It's easy to discuss video games using the vocabulary of cinema — it's a hard trap to avoid — but Brothers: A Tale of Two Sons delivers its most effective moments using in-game mechanics instead of camera movement or a well-written cutscene.
This is a story that could have been told in another medium, but it's effective because it uses the expectations of how the game is supposed to work against the player.
The ability to control two characters with one controller is used as a way to explore the relationship the two boys share, and so many of the game's best moments come from small details in their world. The game forces the player to think of the two young men as part of a whole, and you won't be able to figure out the game's puzzles without learning how to use each brother both discretely and as a pair.

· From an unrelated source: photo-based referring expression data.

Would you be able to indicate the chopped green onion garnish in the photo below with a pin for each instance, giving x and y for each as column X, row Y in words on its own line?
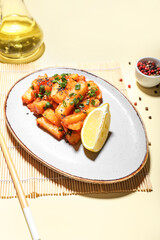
column 78, row 86
column 47, row 93
column 77, row 110
column 87, row 102
column 81, row 105
column 93, row 102
column 81, row 97
column 41, row 88
column 55, row 75
column 72, row 94
column 60, row 129
column 54, row 81
column 64, row 104
column 48, row 105
column 62, row 84
column 40, row 95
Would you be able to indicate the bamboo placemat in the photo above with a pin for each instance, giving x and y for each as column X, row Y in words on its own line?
column 38, row 180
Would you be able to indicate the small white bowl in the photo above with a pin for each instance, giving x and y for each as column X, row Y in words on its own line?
column 145, row 80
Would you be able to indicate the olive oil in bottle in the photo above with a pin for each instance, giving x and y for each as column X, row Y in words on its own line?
column 20, row 36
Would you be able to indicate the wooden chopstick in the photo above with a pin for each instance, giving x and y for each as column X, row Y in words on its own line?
column 19, row 190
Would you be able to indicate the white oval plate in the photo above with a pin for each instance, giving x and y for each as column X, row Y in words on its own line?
column 123, row 155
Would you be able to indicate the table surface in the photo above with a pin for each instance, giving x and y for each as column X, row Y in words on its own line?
column 98, row 32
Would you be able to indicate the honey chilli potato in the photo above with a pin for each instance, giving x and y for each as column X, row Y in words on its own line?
column 61, row 103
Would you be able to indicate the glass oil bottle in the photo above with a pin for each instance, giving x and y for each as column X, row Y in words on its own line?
column 21, row 38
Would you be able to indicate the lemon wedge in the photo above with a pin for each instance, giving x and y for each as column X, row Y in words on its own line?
column 96, row 127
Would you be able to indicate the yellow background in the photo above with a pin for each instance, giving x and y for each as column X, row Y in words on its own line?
column 98, row 31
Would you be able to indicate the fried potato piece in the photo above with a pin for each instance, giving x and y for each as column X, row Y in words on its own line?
column 28, row 96
column 66, row 107
column 48, row 126
column 51, row 116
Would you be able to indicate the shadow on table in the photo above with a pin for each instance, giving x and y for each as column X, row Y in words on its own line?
column 52, row 183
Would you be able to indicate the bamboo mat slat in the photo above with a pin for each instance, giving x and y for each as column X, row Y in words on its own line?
column 38, row 180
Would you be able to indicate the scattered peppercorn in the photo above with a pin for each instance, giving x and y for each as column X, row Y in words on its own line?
column 149, row 68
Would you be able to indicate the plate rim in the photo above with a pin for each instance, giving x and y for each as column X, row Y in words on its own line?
column 82, row 179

A single-player, story-based game where you control two distinct characters at the same time is already interesting, but it also helps explore the relationship of two people who have been together their entire lives. Of course, there doesn't need to be dialog that exists in our language; the two boys are so comfortable together their communication is nearly psychic.
Brothers uses a number of smart tools to make its narrative effective. The lack of English dialog, the characters' comfort in their own community and the unease you feel as you explore past the borders of the small town is matched with a sense of weight and awe at the game's environment. The player is given permission to stop and enjoy the scenery because the game makes it so clear that the characters themselves are impressed by what they see.

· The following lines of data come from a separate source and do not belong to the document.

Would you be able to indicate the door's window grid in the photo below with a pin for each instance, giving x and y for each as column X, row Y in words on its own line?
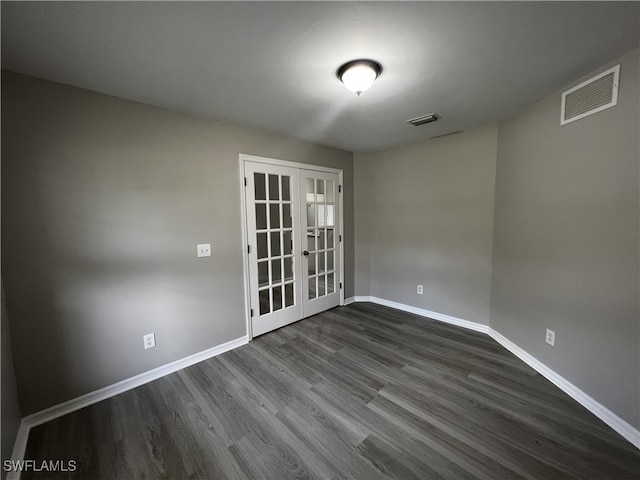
column 274, row 240
column 320, row 207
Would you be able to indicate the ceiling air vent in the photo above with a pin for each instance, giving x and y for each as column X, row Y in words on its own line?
column 594, row 95
column 432, row 117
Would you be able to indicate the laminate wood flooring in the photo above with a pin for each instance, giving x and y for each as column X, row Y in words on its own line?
column 357, row 392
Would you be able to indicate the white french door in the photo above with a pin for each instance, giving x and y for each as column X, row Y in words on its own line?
column 293, row 235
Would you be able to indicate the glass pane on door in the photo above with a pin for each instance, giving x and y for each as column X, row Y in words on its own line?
column 274, row 240
column 320, row 207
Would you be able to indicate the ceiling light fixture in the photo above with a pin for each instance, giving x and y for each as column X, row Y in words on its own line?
column 359, row 75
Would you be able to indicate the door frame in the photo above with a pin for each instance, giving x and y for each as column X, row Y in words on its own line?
column 245, row 235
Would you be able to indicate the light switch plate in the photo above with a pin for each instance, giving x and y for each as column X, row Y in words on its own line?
column 204, row 250
column 149, row 340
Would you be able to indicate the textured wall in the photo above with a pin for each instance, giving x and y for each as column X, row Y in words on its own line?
column 11, row 414
column 566, row 245
column 103, row 203
column 424, row 215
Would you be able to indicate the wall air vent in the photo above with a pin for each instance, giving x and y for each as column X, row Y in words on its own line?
column 432, row 117
column 594, row 95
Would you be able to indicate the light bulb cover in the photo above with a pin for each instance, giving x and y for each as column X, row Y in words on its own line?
column 359, row 75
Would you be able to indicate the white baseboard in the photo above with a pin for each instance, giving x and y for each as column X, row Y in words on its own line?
column 625, row 429
column 349, row 301
column 478, row 327
column 603, row 413
column 90, row 398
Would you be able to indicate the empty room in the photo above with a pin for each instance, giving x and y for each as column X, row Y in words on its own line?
column 324, row 240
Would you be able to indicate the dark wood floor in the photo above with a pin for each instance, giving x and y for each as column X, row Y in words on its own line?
column 358, row 392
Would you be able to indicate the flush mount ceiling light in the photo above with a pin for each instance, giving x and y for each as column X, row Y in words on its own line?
column 359, row 75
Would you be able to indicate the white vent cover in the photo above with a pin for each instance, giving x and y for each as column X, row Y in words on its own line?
column 594, row 95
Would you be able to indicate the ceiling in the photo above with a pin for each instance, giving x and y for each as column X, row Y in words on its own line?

The idea of a shared journey is one of the most powerful narratives in fiction, but it's nearly impossible to provide a sense of bonding in a single-player game. Brothers gives you full control over two characters and then invites you to join them in their adventure; there are no clunky NPCs that get caught in doors, and the better you become at the game, the more easily the two characters work together. You're responsible for both of them at all times, and they're responsible for each other.

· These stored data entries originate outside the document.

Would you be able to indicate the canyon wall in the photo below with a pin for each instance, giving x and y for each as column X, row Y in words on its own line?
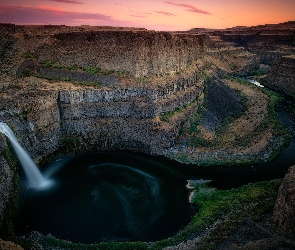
column 281, row 76
column 140, row 53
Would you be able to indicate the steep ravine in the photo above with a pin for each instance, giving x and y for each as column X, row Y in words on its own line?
column 149, row 84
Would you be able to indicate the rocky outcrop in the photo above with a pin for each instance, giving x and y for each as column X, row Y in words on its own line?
column 281, row 76
column 6, row 181
column 141, row 53
column 9, row 245
column 284, row 211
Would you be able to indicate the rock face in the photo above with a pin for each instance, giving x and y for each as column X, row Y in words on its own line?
column 282, row 75
column 6, row 181
column 284, row 211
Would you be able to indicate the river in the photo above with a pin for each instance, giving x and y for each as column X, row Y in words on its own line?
column 115, row 196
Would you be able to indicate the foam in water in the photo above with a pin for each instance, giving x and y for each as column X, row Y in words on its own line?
column 33, row 174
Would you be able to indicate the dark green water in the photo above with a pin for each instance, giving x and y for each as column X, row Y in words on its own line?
column 114, row 196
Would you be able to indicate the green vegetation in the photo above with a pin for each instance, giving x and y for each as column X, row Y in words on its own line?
column 143, row 79
column 96, row 84
column 64, row 79
column 206, row 76
column 91, row 70
column 221, row 213
column 190, row 129
column 49, row 64
column 108, row 72
column 71, row 67
column 5, row 48
column 167, row 115
column 29, row 54
column 230, row 208
column 69, row 141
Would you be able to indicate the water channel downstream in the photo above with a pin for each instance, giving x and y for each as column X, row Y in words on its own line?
column 114, row 196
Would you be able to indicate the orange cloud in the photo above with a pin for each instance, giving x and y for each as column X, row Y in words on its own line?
column 189, row 8
column 50, row 8
column 67, row 1
column 165, row 13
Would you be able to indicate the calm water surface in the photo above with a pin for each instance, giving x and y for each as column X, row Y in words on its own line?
column 114, row 196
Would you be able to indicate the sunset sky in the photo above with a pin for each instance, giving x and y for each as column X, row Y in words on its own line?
column 150, row 14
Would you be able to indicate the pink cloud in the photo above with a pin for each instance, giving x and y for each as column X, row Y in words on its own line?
column 165, row 13
column 44, row 15
column 189, row 7
column 67, row 1
column 139, row 16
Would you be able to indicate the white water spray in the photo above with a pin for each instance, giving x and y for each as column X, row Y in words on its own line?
column 35, row 178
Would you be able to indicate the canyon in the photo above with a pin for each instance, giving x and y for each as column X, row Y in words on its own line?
column 67, row 90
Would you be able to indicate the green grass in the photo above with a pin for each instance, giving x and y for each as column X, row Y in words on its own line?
column 167, row 115
column 49, row 64
column 91, row 70
column 231, row 208
column 96, row 84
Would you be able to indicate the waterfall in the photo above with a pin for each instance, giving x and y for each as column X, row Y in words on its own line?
column 32, row 172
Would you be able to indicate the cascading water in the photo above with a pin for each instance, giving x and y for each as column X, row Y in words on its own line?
column 35, row 178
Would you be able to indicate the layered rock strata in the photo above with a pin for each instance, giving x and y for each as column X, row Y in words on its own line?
column 281, row 76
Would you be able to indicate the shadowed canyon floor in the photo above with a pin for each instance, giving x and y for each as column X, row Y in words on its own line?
column 183, row 95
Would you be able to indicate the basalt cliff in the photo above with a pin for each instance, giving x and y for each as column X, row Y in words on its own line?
column 77, row 89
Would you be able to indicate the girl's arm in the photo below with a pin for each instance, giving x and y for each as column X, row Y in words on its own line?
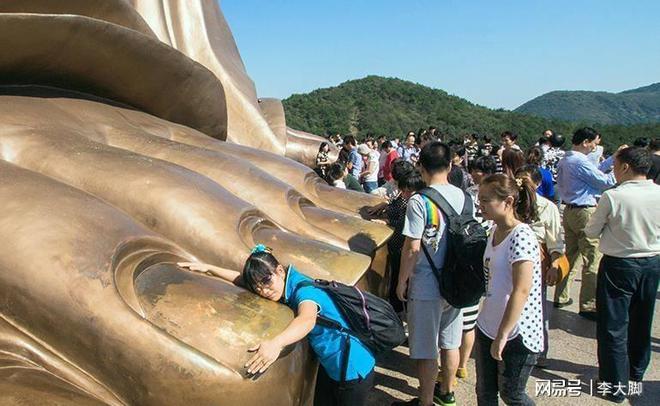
column 523, row 272
column 268, row 351
column 222, row 273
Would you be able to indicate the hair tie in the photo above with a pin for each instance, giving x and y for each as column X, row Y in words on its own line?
column 519, row 183
column 260, row 248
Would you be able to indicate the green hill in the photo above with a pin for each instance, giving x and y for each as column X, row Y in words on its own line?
column 634, row 106
column 375, row 105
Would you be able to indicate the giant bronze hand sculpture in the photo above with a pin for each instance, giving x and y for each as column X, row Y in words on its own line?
column 131, row 139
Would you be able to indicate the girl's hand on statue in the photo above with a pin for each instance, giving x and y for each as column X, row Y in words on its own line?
column 267, row 353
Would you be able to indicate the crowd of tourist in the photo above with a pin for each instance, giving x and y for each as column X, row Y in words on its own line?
column 550, row 214
column 481, row 232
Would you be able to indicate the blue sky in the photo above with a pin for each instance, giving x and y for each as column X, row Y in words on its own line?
column 494, row 53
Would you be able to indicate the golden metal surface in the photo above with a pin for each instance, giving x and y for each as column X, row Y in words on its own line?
column 131, row 138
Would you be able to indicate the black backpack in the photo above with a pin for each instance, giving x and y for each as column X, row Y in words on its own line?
column 462, row 281
column 370, row 319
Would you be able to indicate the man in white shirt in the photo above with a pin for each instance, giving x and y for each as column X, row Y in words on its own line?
column 627, row 221
column 432, row 321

Of course, you can't have an adventure without conflict, and the game builds and builds towards a powerful moment where all those expectations and the full weight of the control method for both characters becomes an explicit part of the story itself. It's hard to list games that use interactivity to help tell the story itself, or that feature mechanics that help to explore the theme of the narrative. It all folds together in a way that feels effortless.
The best games use the advantages of the medium in order to make their point, and Brothers does this with confidence and grace.